Modest it will not be. As his literary representative Robert Barnett said, this will be the "mother and father of all rollouts". The first printing will be for 1.5 million copies. Equally extravagant was the advance paid to the author, reported to have been between $10m and $12m (£5.5m and £6.5m).

That the book is even ready is something of a miracle. It is a barely kept secret that the publisher Knopf dispatched a senior editor to live with Mr Clinton in his New York home to keep him off the golf course.

He wrote it all in longhand, he revealed, filling 20 notebooks. What he ended up with, he said, is almost two books. "The first is the story of my life and the story of America and how my life interwove with America's story," he said. This part looks at his upbringing in Arkansas and the awakening of his political consciousness, particularly in the Sixties.

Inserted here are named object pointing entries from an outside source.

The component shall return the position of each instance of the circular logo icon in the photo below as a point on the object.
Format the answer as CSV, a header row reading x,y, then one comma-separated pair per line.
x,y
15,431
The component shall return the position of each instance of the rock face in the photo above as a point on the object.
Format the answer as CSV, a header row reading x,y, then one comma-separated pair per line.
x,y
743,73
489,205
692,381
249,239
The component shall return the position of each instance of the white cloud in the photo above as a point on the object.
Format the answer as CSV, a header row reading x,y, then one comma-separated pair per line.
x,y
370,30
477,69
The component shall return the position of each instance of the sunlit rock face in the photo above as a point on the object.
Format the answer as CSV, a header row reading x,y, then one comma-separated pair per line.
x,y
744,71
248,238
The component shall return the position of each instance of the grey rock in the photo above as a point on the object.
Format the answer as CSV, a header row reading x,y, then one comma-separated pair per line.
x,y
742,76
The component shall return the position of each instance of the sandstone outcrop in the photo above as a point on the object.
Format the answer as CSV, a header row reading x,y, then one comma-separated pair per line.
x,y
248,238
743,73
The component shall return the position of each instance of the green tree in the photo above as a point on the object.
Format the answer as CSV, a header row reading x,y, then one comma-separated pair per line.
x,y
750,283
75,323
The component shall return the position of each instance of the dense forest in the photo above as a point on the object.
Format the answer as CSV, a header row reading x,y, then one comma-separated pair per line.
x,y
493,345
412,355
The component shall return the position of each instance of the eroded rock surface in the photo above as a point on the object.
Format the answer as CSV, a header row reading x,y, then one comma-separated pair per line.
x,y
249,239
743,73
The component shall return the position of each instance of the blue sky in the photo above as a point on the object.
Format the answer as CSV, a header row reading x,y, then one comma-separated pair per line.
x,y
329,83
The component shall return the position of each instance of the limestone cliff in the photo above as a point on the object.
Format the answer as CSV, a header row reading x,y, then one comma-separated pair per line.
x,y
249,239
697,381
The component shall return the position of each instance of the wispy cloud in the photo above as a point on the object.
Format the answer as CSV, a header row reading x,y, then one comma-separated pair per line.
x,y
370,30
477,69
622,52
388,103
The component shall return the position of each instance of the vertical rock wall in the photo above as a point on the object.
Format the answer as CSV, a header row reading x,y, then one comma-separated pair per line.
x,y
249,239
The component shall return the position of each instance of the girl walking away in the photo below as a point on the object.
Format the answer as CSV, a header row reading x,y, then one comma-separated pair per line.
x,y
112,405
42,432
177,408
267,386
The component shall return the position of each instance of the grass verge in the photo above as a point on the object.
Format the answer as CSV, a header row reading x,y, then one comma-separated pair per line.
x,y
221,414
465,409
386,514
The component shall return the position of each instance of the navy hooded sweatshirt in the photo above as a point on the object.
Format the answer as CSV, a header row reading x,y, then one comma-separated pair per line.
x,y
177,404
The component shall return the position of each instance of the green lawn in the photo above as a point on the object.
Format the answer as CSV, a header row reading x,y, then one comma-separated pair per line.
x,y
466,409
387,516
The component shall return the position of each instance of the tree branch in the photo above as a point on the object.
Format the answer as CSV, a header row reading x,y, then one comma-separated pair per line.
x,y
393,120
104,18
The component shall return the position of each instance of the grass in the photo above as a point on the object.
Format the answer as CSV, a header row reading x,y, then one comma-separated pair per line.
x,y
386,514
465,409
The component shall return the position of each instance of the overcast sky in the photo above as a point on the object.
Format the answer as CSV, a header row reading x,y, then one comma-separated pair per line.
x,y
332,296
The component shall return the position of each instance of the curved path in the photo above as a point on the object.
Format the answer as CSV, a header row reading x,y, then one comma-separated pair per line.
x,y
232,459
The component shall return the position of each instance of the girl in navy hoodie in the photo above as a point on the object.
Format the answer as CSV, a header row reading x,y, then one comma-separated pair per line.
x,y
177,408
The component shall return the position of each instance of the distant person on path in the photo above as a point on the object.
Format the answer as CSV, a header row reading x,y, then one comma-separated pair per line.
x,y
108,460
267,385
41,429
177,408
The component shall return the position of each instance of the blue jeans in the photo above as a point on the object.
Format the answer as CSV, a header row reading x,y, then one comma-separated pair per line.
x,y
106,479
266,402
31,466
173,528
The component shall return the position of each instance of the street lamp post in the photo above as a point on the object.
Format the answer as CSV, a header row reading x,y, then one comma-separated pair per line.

How Americans remember those years says much about their politics, Mr Clinton suggested. "If you look back on the Sixties," he said, "and think there was more good than bad, you're probably a Democrat. If you think there was more harm than good, you're probably a Republican." The second part is more about the presidency, questions of policy and discussions on the mistakes he made. There is a "lot of policy in it, some will say too much".

If Democrats are afraid that the publicity for Mr Clinton may steal the limelight from the real Campaign 2004 starring John Kerry, perhaps they should relax. In Chicago, Mr Clinton mostly refrained from comment on the presidential race. He did not bash George Bush once.

Did he mention Monica Lewinsky? He did not. But if it is not in the book, readers will surely be disappointed.